Ini menunjukkan upaya signifikan dan berkelanjutan Indonesia dalam menangani AMR di sektor kesehatan manusia, kesehatan hewan, dan lingkungan melalui pendekatan One Health
Jakarta (ANTARA) - Kementerian Koordinator Bidang Pembangunan Manusia dan Kebudayaan (Kemenko PMK) mengatakan pelaksanaan Rencana Aksi Nasional Pengendalian Resistensi Antimikroba (RAN PRA) sejauh ini telah menunjukkan hasil yang positif.

Hal itu disampaikan oleh Pelaksana tugas (Plt) Deputi Bidang Koordinasi Peningkatan Kualitas Kesehatan dan Pembangunan Kependudukan Kemenko PMK R. Nunung Nuryartono berdasarkan hasil monitoring dan evaluasi RAN PRA tahun 2020-2024.

"Ini menunjukkan upaya signifikan dan berkelanjutan Indonesia dalam menangani AMR di sektor kesehatan manusia, kesehatan hewan, dan lingkungan melalui pendekatan One Health," ujar Nunung dalam keterangan resmi yang diterima di Jakarta, Selasa.
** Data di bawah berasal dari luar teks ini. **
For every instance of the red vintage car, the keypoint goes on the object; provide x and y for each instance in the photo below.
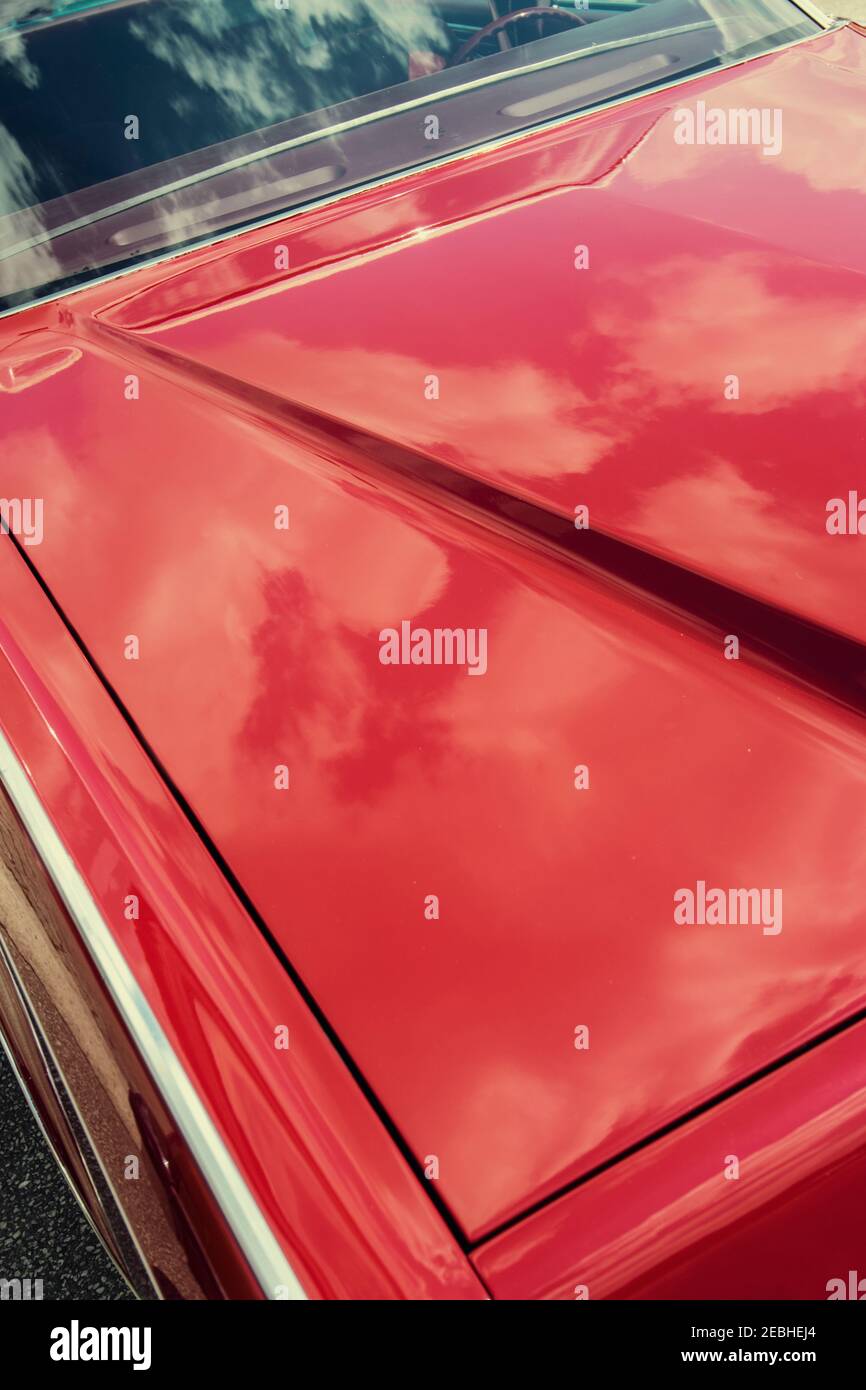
(433, 641)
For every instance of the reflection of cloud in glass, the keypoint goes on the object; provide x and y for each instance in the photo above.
(13, 54)
(299, 59)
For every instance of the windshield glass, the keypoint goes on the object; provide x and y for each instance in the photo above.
(138, 127)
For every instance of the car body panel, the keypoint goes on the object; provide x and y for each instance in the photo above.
(758, 1198)
(349, 1212)
(260, 648)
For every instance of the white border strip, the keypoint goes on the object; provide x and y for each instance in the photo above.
(238, 1205)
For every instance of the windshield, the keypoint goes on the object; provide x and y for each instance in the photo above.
(139, 127)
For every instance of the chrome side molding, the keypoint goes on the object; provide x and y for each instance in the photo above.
(242, 1214)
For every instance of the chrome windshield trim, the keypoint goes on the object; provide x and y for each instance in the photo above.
(327, 132)
(238, 1205)
(819, 15)
(499, 142)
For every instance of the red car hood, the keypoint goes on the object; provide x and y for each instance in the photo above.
(431, 389)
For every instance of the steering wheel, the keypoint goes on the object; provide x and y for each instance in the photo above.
(542, 11)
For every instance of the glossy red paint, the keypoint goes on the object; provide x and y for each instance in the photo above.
(761, 1197)
(556, 388)
(338, 1194)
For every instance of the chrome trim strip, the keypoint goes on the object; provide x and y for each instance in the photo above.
(46, 1137)
(242, 1214)
(815, 13)
(100, 1184)
(173, 253)
(328, 132)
Menurutnya, pencapaian yang diraih ini sangat berarti mengingat tantangan kompleks dalam mencapai pengendalian resistensi antimikroba (AntiMicrobial Resistance/AMR) yang berkelanjutan dan komprehensif. Nunung mendorong agar hasil ini perlu di tingkatkan, terutama pada pengendalian resistensi antimikroba di sektor kesehatan.

Baca juga: Wamenkes: GeMa CerMat langkah vital guna cegah resistensi antimikroba

"Secara umum pelaksanaan RAN PRA 2020-2024 telah mencerminkan komitmen kuat Indonesia untuk meningkatkan pengendalian AMR melalui langkah-langkah mitigasi terhadap risiko bahaya AMR di masa mendatang," ujar Nunung.
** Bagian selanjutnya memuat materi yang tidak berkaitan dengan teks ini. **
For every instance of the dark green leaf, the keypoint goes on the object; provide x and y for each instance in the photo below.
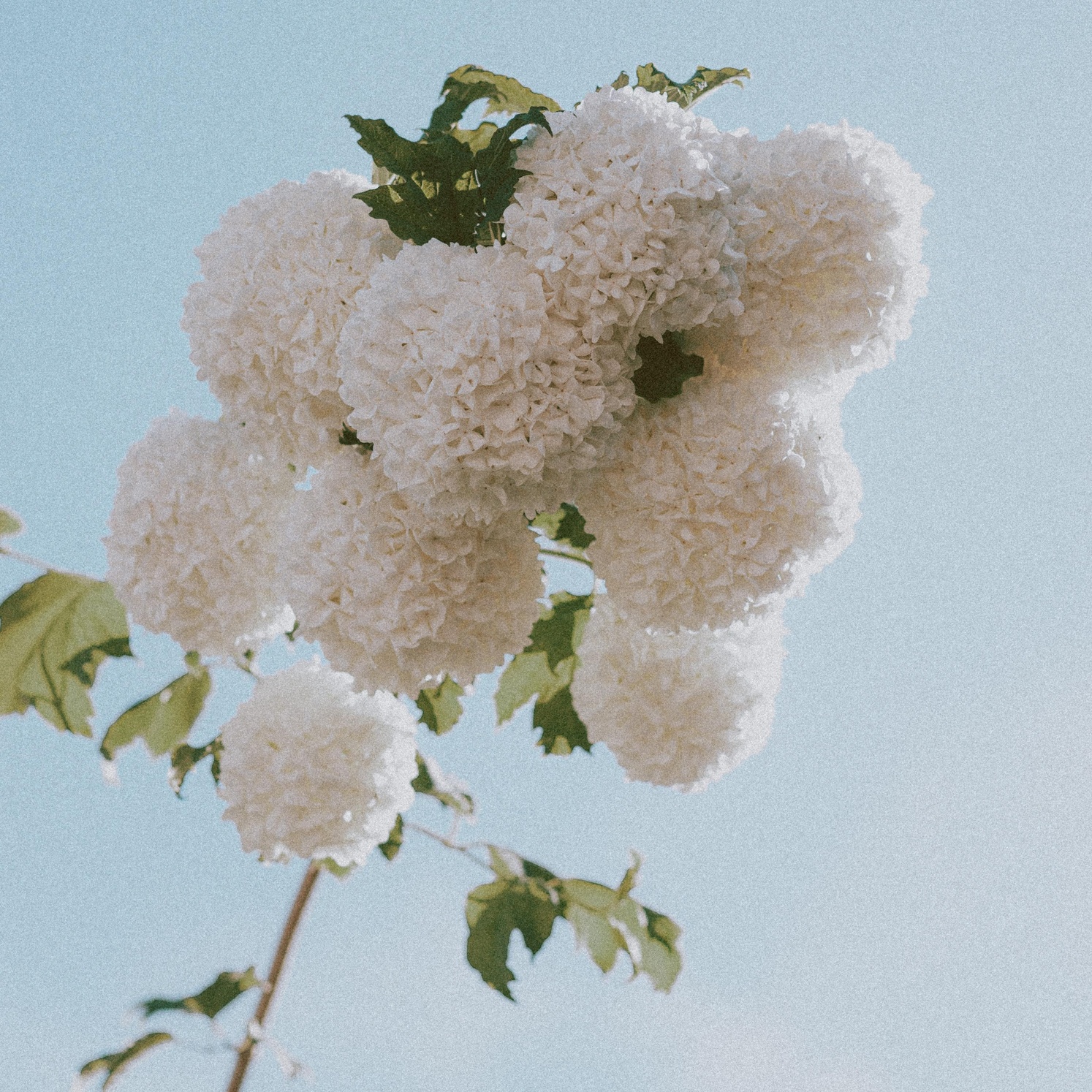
(563, 731)
(431, 781)
(55, 632)
(10, 523)
(565, 526)
(561, 627)
(113, 1065)
(606, 921)
(349, 437)
(183, 758)
(163, 721)
(702, 82)
(544, 671)
(440, 707)
(451, 185)
(393, 844)
(494, 911)
(664, 367)
(227, 987)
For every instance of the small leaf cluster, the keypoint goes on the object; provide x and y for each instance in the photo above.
(227, 987)
(565, 528)
(528, 899)
(544, 671)
(686, 94)
(452, 183)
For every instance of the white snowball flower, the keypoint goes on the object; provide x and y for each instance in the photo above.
(721, 501)
(833, 257)
(313, 770)
(678, 709)
(280, 273)
(477, 400)
(192, 543)
(628, 218)
(395, 603)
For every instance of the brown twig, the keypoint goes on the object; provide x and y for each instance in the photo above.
(292, 923)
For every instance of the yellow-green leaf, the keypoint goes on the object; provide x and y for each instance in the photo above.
(440, 707)
(10, 523)
(113, 1065)
(227, 987)
(165, 718)
(55, 632)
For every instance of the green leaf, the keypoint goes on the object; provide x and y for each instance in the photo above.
(544, 671)
(55, 632)
(431, 781)
(393, 844)
(494, 911)
(565, 526)
(702, 82)
(606, 921)
(664, 367)
(163, 721)
(225, 988)
(349, 437)
(469, 84)
(10, 523)
(452, 185)
(114, 1065)
(563, 731)
(561, 627)
(440, 707)
(183, 758)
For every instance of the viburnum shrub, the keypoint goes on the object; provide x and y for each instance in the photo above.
(612, 334)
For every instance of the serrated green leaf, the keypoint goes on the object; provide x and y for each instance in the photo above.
(469, 84)
(114, 1065)
(561, 627)
(440, 707)
(686, 94)
(451, 185)
(544, 671)
(494, 911)
(431, 781)
(10, 523)
(225, 988)
(183, 758)
(349, 437)
(565, 526)
(165, 718)
(391, 848)
(561, 729)
(664, 367)
(608, 921)
(605, 921)
(55, 632)
(526, 676)
(477, 139)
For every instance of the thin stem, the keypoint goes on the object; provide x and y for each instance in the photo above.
(35, 563)
(292, 923)
(568, 557)
(466, 851)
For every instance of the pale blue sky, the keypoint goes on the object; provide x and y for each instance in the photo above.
(895, 895)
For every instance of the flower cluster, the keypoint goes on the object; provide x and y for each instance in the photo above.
(313, 769)
(393, 413)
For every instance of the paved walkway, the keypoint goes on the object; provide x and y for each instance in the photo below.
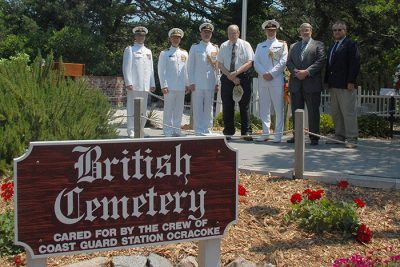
(375, 163)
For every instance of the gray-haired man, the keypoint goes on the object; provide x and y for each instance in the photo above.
(305, 62)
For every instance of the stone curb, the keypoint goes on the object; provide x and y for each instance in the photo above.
(333, 178)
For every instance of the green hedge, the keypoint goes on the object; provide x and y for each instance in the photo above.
(38, 103)
(255, 122)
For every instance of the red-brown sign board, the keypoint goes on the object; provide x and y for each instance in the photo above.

Direktur Kesehatan Hewan Direktorat Jenderal Peternakan dan Kesehatan Hewan Kementerian Pertanian (Kementan) Imron Suandy menyoroti peran vital kesehatan hewan dalam strategi pengendalian resistensi antimikroba melalui pendekatan One Health.

“Kemajuan dalam menangani AMR di kesehatan hewan adalah bukti dari upaya kepedulian kami dalam melindungi masyarakat secara berkelanjutan," kata Imron.
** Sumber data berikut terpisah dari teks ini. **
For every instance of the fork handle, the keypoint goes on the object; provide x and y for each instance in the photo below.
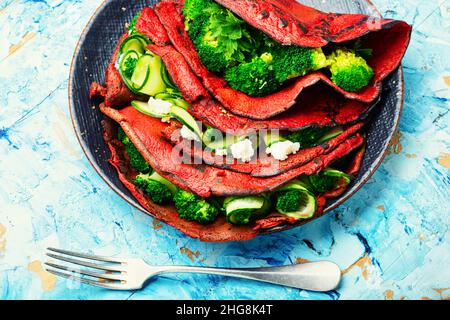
(315, 276)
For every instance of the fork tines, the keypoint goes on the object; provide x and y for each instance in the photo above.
(111, 277)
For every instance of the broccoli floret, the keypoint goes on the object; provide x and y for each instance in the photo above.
(328, 180)
(349, 71)
(193, 208)
(221, 38)
(293, 61)
(307, 137)
(130, 65)
(207, 47)
(156, 187)
(255, 78)
(132, 25)
(290, 201)
(137, 161)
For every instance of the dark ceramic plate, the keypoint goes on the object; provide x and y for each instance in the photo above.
(94, 51)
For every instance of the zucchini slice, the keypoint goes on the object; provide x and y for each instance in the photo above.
(307, 205)
(122, 68)
(147, 76)
(187, 119)
(148, 109)
(329, 180)
(134, 43)
(241, 211)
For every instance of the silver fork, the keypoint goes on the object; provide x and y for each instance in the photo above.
(132, 274)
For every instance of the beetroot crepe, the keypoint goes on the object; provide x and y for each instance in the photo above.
(264, 165)
(146, 134)
(219, 231)
(276, 219)
(388, 39)
(322, 105)
(115, 92)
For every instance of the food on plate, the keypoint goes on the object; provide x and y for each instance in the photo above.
(385, 41)
(223, 126)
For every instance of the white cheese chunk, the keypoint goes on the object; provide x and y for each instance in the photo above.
(282, 150)
(188, 134)
(243, 150)
(160, 106)
(221, 152)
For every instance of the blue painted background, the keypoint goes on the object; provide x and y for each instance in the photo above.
(390, 239)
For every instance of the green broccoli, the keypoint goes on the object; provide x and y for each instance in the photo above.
(160, 190)
(307, 138)
(242, 210)
(328, 180)
(295, 200)
(193, 208)
(221, 38)
(132, 25)
(207, 47)
(130, 65)
(255, 78)
(349, 71)
(137, 161)
(293, 61)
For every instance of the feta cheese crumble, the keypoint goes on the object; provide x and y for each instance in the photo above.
(282, 150)
(159, 106)
(188, 134)
(221, 152)
(243, 150)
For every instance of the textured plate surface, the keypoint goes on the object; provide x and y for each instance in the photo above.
(96, 46)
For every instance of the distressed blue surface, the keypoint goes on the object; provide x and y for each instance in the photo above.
(390, 238)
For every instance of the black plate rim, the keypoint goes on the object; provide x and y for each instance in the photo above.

Melalui penerapan regulasi dan kebijakan yang tegas serta dengan dukungan sektor swasta, baik di industri obat hewan maupun industri perunggasan komersial, dapat mengakselerasi pencegahan penyebaran AMR dari hewan.

Imron menjelaskan regulasi pelarangan Antibiotic Growth Promoter (AGP) & colistin di peternakan unggas komersial berpengaruh terhadap penurunan resistansi dan tingkat Extended-Spectrum Beta-Lactamases (ESBL) atau enzim yang menyebabkan bakteri kebal terhadap obat pembasmi bakteri (antibiotik) di peternakan.

Baca juga: Kemenkes-WHO luncurkan strategi nasional cegah kematian akibat AMR

Hal ini didukung oleh kesadaran pihak industri untuk selalu memperbaiki praktik, terutama dalam hal mengurangi penggunaan antimikroba untuk profilaksis dan meningkatkan penerapan biosekuriti guna mencegah terjadinya infeksi.

Sementara itu Direktur Jenderal Pelayanan Kesehatan Kementerian Kesehatan (Kemenkes) Azhar Jaya mengatakan meskipun upaya pengendalian resistensi antimikroba telah membuat beberapa langkah maju, hasil ini menunjukkan beberapa area utama memerlukan perhatian lebih terfokus.

Misalnya, penurunan kasus ESBL dan penggunaan antimikroba yang rasional di fasilitas kesehatan belum mencapai target.

Azhar mengemukakan pihaknya berkomitmen mengatasi tantangan ini melalui Strategi Nasional Pengendalian AMR untuk sektor kesehatan manusia yang baru diluncurkan dan akan menjadi dasar bagi rencana aksi nasional lintas sektoral berikutnya.

"Dengan memperkuat kolaborasi dengan berbagai pemangku kepentingan, kami bertujuan meningkatkan pengendalian AMR di Indonesia secara signifikan," kata Azhar.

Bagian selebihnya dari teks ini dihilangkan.